PROJECT SUMMARY/ABSTRACT Epstein Barr virus (EBV) is a broadly disseminated gammaherpes virus that, in immunosuppressed or immunocompromised individuals, can cause serious, life-threatening B cell lymphomas. In solid organ transplant (SOT) recipients these EBV+ B cell lymphomas are the most serious manifestation of the group of heterogeneous lymphoproliferations termed post-transplant lymphoproliferative disease (PTLD). Predisposing factors for PTLD include primary EBV infection, reactivation of EBV in recipient B cells, and impaired T cell immunity due to immunosuppression. There are major gaps in our understanding of how specific viral genes contribute to lymphomagenesis in the context of EBV+ PTLD and whether there are specific alterations in the immune response to EBV in SOT that develop EBV+ PTLD compared to those that do not. Prior work from our group has focused on latent membrane protein 1 (LMP1), the major oncogene of EBV, to better understand EBV+ PTLD pathogenesis. In a recent prospective, multicenter clinical trial in SOT recipients we demonstrated that specific gain of function mutations in LMP1 significantly correlate with the development of EBV+ PTLD. We’ve also demonstrated that EBV alters the host cell microRNA profile and that this has direct effects on survival of EBV+ B lymphoma cells. Building on our previous innovative studies of the bidirectional interactions between EBV and host immunity, and using our unique Biorepository of samples from SOT recipients that developed EBV+ PTLD and matched SOT controls that did not develop EBV+ PTLD, we propose to define the impact of viral genetic diversity on protective immune responses to EBV. We hypothesize that EBV genetic diversity leads to alterations in viral gene function and immune recognition that contribute to the pathogenesis of EBV+ PTLD. To test this hypothesis we propose the following Specific Aims:1) Determine the genetic diversity of EBV in PTLD and the impact on host cell function 2) Determine the effect of EBV+ PTLD-associated genetic diversity on host immunity to EBV and 3) Determine how extracellular vesicles and microRNA contribute to the development of EBV+ PTLD. We anticipate these studies will identify novel mechanisms underlying the EBV-driven pathogenesis of B cell lymphomas in PTLD and will reveal new opportunities for therapeutic strategies to prevent and treat EBV+ B cell lymphomas in immunosuppressed and immunocompromised individuals.
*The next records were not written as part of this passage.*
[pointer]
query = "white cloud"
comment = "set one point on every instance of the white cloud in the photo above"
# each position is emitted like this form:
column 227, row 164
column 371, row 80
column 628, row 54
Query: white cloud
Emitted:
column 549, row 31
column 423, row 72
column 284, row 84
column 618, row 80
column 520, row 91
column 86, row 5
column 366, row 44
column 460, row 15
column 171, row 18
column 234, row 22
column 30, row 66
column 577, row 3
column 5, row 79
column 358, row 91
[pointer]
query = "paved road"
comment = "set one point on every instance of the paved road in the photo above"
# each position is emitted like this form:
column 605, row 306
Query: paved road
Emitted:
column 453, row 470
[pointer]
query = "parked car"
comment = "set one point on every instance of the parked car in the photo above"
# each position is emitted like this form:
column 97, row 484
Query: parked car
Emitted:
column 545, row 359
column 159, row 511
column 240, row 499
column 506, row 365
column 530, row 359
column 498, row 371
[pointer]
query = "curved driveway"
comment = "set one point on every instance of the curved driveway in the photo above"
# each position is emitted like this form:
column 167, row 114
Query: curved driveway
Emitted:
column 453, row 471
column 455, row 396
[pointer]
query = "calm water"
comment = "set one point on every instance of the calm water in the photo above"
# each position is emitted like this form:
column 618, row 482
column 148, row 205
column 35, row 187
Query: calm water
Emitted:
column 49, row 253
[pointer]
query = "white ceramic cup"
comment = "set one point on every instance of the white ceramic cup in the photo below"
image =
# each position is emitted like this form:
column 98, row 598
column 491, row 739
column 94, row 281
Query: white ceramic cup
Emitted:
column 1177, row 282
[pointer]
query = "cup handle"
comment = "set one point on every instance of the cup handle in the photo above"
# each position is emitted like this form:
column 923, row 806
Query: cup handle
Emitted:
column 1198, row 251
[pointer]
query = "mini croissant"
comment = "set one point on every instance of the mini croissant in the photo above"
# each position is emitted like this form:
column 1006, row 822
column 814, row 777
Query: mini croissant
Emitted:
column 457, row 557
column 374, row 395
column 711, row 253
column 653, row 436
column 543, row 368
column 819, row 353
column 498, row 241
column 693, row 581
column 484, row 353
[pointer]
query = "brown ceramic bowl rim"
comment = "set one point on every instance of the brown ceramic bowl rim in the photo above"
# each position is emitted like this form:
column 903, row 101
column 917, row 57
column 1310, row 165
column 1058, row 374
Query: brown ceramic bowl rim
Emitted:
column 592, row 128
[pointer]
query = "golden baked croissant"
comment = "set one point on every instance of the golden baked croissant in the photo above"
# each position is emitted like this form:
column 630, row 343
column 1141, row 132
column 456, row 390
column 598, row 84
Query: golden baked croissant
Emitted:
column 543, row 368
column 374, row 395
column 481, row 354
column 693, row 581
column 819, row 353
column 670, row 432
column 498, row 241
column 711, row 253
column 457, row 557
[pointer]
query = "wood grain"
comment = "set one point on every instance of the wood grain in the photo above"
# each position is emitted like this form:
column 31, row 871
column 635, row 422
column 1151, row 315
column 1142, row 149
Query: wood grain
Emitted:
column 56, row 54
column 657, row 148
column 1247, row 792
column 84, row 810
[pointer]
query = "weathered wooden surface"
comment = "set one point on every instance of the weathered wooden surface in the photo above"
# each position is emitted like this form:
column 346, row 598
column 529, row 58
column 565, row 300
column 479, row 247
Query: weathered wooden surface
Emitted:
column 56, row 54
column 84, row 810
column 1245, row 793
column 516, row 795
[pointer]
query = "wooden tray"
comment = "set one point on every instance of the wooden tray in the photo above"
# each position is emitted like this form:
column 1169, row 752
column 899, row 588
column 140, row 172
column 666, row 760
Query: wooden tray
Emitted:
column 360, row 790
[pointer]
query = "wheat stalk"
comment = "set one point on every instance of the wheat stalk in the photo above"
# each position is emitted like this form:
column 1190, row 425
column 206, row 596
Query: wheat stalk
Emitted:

项目概要/摘要 EB 病毒 (EBV) 是一种广泛传播的伽马疱疹病毒，在免疫抑制或 免疫功能低下的个体，在实体器官移植中可能会导致严重的、危及生命的 B 细胞淋巴瘤。 (SOT) 受者，这些 EBV+ B 细胞淋巴瘤是一组最严重的表现 异质性淋巴组织增生，称为移植后淋巴组织增生性疾病（PTLD）。 PTLD 的因素包括原发性 EBV 感染、受体 B 细胞中 EBV 的重新激活以及受损的 T 细胞 由于免疫抑制而产生的免疫力，我们对特定病毒基因如何发挥作用的理解存在重大差距。 在 EBV+ PTLD 的背景下对淋巴瘤发生的影响以及是否存在特定的改变 与我们之前的工作相比，发生 EBV+ PTLD 的 SOT 对 EBV 的免疫反应。 研究小组将重点放在潜伏膜蛋白 1 (LMP1)（EBV 的主要癌基因）上，以更好地了解 在最近一项针对 SOT 接受者的前瞻性、多中心临床试验中，我们证明了 EBV+ PTLD 发病机制。 LMP1 的特定功能获得突变与 EBV+ PTLD 的发展显着相关。 我们还证明 EBV 会改变宿主细胞的 microRNA 谱，这对生存有直接影响 基于我们之前对 EBV+ B 淋巴瘤细胞之间双向相互作用的创新研究。 EBV 和宿主免疫，并使用我们独特的 SOT 接受者样本生物存储库开发 EBV+ PTLD 和未开发 EBV+ PTLD 的匹配 SOT 对照，我们建议定义以下影响： 病毒遗传多样性对 EBV 保护性免疫反应的影响 我们认为 EBV 遗传多样性领先。 病毒基因功能和免疫识别的改变导致 EBV+ PTLD 的发病机制。 为了检验这一假设，我们提出以下具体目标：1) 确定 PTLD 中 EBV 的遗传多样性 以及对宿主细胞功能的影响 2) 确定 EBV+ PTLD 相关遗传多样性对宿主的影响 对 EBV 的免疫力以及 3) 确定细胞外囊泡和 microRNA 如何促进 EBV 的发展 我们预计这些研究将确定 EBV 驱动的新机制。 PTLD 中 B 细胞淋巴瘤的发病机制，并将揭示预防治疗策略的新机会 治疗免疫抑制和免疫功能低下个体的 EBV+ B 细胞淋巴瘤。